ベッドに寝転がりながら先日の事を思い出す。
冷静に考えれば、財前くんが私の事を知らなくて当然だ。お互いに名乗ったわけでもないし、知っていて欲しいなんて私のワガママだと思う。
傷はついたけど、思ったよりは浅い。そんな感じだった。


ーーピロン


携帯が鳴ったのはそこまで考えてため息をついたのと同時だった。
内容を確認すると謙也からのメッセージ。話があるから家の前に来てくれという内容だった。


「何だろう」


鏡で軽く身なりを確認してから部屋を出る。台所でご飯の準備をしているお母さんに一声かけてから外に出た。
謙也はそこにもういて、私の姿を見ると軽く手を上げた。


「悪いな、部屋の電気ついとったからおると思て」
「それは別にいいけど。話って何?」
「今日、部活出て財前と話したんや」
「!」
「いや、お前のことは何も言うてへん。でな、花野さんが俺等に改めてお礼をしたい言うてるんやて」
「お礼?」
「おお。それで月曜の放課後にでも、俺と歌と財前と花野さんで遊びに行かへんかって」


お礼なんていいと断ることも出来たのに、あの2人に会うのが辛いかもしれないこともわかっているのに、私はいいよと答えていた。
何となく、謙也は私が嫌がるなら自分が悪者になってでも断るんじゃないかと思ったから。


(謙也にはそんなことして欲しくない)


でも何でそんなことを思ったのかわからなかった。
辛いなら逃げればいい、俺はお前の逃げ場所になってやると言われていたんだから甘えればいいのに。
話を無理矢理切り上げて、部屋に戻ってからもその答えは出なかった。







そして月曜の放課後。どこかで軽食を取ろうということになり、有名なファストフード店に入った。
4人でまとめて注文して、支払いは花野さんと財前くんにお願いして私と謙也は席に座った。


「歌、大丈夫か?」
「うん」
「辛いなら早めに言いや。
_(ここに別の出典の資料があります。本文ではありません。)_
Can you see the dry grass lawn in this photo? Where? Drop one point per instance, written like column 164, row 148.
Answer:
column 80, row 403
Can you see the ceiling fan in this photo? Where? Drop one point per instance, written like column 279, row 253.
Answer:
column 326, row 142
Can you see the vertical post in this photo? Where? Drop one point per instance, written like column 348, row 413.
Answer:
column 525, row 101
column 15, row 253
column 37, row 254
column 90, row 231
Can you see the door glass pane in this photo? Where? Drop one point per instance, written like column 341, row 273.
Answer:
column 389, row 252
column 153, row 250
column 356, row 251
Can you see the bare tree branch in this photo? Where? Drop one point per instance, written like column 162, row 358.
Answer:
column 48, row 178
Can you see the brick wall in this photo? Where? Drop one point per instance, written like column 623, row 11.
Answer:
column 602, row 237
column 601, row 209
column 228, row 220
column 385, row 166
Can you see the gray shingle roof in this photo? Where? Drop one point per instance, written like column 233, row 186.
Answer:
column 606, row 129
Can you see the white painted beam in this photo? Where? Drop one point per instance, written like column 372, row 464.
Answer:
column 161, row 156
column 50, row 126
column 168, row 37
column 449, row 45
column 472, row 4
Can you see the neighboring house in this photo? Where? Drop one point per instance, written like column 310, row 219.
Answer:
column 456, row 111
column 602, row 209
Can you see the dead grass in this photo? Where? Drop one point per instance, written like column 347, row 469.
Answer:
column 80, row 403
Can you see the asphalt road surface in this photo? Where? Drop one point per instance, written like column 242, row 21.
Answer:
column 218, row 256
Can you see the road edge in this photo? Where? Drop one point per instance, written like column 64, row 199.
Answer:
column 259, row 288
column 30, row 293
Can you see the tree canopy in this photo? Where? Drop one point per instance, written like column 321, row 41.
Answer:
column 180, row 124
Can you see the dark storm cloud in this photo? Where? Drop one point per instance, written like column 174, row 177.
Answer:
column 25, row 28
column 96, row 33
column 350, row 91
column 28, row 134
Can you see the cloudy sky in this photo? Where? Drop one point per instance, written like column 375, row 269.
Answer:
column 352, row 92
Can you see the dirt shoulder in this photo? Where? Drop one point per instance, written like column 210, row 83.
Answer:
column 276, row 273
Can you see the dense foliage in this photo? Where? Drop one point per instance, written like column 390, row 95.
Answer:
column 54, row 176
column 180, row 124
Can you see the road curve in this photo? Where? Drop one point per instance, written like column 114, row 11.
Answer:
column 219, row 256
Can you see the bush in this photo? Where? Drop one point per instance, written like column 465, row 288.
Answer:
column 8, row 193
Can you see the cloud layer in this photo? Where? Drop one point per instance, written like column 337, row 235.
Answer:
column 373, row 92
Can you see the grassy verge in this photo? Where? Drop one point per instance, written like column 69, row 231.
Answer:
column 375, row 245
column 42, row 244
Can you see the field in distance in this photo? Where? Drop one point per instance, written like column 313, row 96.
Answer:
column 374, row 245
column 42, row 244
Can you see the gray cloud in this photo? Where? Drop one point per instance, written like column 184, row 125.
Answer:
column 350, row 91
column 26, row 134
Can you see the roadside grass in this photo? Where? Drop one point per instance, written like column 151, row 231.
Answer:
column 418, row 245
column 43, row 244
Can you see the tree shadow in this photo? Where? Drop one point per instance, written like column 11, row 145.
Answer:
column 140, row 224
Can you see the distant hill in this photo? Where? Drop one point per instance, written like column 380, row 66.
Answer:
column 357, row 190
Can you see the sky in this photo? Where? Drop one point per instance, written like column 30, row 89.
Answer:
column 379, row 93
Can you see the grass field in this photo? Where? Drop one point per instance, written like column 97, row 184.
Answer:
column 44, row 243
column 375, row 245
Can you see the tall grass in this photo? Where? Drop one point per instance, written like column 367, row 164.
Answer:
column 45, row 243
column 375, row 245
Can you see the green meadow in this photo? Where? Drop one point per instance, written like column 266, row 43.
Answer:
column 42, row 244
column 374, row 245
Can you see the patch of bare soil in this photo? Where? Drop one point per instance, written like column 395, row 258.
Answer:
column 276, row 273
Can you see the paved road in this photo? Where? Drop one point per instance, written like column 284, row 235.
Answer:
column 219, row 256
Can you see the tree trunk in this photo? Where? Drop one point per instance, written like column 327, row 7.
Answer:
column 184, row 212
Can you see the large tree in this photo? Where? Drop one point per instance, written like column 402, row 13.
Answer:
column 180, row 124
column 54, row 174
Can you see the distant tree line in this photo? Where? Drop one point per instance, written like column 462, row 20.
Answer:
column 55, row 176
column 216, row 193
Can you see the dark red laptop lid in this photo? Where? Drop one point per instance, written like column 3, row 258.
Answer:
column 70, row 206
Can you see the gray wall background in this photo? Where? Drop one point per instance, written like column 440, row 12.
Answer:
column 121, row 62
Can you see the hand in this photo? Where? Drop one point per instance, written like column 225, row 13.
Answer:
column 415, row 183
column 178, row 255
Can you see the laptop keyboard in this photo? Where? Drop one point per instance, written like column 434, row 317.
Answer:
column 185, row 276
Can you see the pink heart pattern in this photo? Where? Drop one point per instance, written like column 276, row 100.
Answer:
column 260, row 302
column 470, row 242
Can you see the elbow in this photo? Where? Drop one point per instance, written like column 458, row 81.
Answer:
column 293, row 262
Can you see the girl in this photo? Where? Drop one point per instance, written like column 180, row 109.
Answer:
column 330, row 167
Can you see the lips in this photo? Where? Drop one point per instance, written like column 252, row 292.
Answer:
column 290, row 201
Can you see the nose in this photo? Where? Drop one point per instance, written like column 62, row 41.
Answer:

テキトーに言うて帰るから」
「ありがとう」
「お待たせしました」


注文の品を持ってきた財前くんと花野さんが私たちの前に座る。
あの時のことを改めてお礼されて、それぞれポテトやハンバーガーを食べながら雑談を始めた。
ただ、花野さんは財前くんに本当のことを教えていないみたい。財前くんは彼女に大袈裟やと言っていた。


「足らんわ」
「え?」
「自腹で追加してくるわ」


謙也が立ち上がったのは話始めてものの数分の出来事だった。何が足らないのかと思ってトレーを見るとそこにはもう食べ物はほとんどない。
ぽかんとする私と花野さんに比べて、財前くんは慣れているのあまり気にする様子もなく立ち上がった。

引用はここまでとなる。